Cenacolo UK is part of the worldwide Cenacolo Community, founded in 1983 by an Italian nun, Sister Elvira Petrozzi. More than 50 communities have sprung up in countries throughout Europe, South America and the United States in the past 23 years.
Cenacolo opened its first UK house last year in the Lake District. Nestling on a hillside dotted with sheep and cows, Our Lady Queen of Martyrs House in Dodding Green, Kendal, is home to eight young men from four countries. It is a peaceful spot on a quiet lane next to a stream.
Four of the men are British. The others are from Italy, Germany and Austria. Wolfgang Tfingstnar, 30, from Vienna is leader of the house. He recalls how he was pressured into taking drugs for the first time at the age of 24 by a girlfriend addicted to heroin.
“It gave the illusion of true happiness,” he says. “I didn’t think I was addicted. I woke up the next day and thought this is brilliant. I started taking heroin every weekend, then in the week and eventually every day.”
Tfingstnar’s fortunes took a turn for the worse when he was promoted to a job in Italy. He was working up to 90 hours a week. The pressure of the job led him to take cocaine.

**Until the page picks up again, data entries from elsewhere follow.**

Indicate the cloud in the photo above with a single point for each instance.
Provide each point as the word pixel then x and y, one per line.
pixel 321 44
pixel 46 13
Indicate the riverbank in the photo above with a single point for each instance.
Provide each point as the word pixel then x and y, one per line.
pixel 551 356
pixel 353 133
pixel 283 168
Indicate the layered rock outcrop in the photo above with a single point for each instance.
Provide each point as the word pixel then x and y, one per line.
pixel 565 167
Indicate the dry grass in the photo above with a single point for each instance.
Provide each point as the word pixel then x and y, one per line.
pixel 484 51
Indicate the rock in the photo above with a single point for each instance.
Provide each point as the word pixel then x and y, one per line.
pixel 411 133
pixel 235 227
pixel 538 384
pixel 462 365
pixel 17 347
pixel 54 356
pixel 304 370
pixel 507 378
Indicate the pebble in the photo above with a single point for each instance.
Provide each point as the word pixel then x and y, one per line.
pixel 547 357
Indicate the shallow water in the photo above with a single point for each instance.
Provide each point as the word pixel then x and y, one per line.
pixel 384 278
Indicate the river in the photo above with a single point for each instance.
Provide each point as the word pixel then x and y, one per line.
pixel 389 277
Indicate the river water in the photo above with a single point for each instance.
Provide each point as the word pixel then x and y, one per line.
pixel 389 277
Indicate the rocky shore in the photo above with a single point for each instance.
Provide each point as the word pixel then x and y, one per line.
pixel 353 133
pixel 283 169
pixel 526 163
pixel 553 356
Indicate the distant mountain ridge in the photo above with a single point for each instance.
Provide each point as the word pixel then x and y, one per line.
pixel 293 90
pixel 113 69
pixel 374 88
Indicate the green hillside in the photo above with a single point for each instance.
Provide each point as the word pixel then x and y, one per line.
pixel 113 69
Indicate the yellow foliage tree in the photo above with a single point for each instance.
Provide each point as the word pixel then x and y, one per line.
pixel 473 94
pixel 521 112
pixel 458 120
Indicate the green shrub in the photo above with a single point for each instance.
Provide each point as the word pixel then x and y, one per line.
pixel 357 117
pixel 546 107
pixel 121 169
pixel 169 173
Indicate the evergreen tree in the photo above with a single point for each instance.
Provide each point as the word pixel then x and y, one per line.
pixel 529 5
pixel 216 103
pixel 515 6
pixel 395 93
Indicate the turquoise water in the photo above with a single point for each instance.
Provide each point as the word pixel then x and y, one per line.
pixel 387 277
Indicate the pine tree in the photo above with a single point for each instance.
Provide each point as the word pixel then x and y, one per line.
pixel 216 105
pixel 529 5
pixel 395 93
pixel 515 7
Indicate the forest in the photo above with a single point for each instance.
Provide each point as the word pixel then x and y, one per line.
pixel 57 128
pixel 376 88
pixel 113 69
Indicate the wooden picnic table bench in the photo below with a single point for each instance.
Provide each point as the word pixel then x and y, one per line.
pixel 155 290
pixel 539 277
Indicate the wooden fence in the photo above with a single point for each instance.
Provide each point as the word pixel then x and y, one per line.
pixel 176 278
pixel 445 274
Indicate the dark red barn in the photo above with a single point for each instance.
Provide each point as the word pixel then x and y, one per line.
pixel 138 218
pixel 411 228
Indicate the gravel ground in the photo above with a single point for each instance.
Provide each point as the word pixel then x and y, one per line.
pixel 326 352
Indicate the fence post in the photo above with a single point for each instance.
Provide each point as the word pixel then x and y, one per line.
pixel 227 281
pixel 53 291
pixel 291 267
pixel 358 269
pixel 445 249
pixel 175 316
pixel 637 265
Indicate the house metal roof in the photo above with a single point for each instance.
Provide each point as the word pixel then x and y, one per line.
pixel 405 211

“In the beginning, cocaine meant I could go 72 hours without sleep,” he recalls. “It gave me strength to keep working. As time passed, I became paranoid.”
In the meantime, Tfingstnar had found a new girlfriend but she ended their relationship when she discovered his drug use. He returned to Austria and started to take heroin and cocaine together.
“I lost my job and my home,” he says. “I had to sell all my possessions to buy drugs. I stole from my parents. I teamed up with a group of addicts and they showed me other possibilities — stealing from people on the streets and breaking into petrol stations.”
Tfingstnar reached breaking point in the summer of 2003. He was about to start a drugs detox programme when his mother told him about Cenacolo. He joined a Cenacolo community in Austria and came off the drugs without medication.
“The first week I thought that I was dying,” he says. “I couldn’t sleep, but I gradually got my strength back with the help of the community.”
In the UK, Cenacolo recruits young people through weekly meetings for addicts, their families and friends in towns and cities throughout the country. Some new recruits may begin their journey in a Cenacolo community abroad before returning to the UK. John Stanley, 35, from Wirral, spent two years in Italy before moving back to this country in 2005 to become a guardian angel to newcomers in Kendal.
He recalls how he started taking heroin at the age of 15. “I fell into drugs at school,” he says. “It was a drastic step. I started with cannabis and then moved on to speed and eventually heroin.” He became a drug dealer and landed himself a two-year prison sentence.
During his time in jail, there were no drugs available so he filled his days with workouts in the gym and study. It was a period of enforced abstinence that didn’t last. The moment Stanley stepped outside the prison gates, he went off in search of heroin.
“There’s a mentality that once a drug addict, always a drug addict,” he says. “I hit rock bottom. I felt destroyed physically, mentally, emotionally and spiritually. When I heard about Cenacolo, I knew I had to join a community or I’d die.” Stanley had tried many mainstream rehabilitation programmes before discovering the community. But none of them, he says, had helped him or the many hundreds of addicts he met during the 15 years he was on heroin. “Cenacolo helped me to get my feet firmly back on the ground and rebuild my life in a way I would never have previously thought possible,” he says. “Now I want to help others do the same.”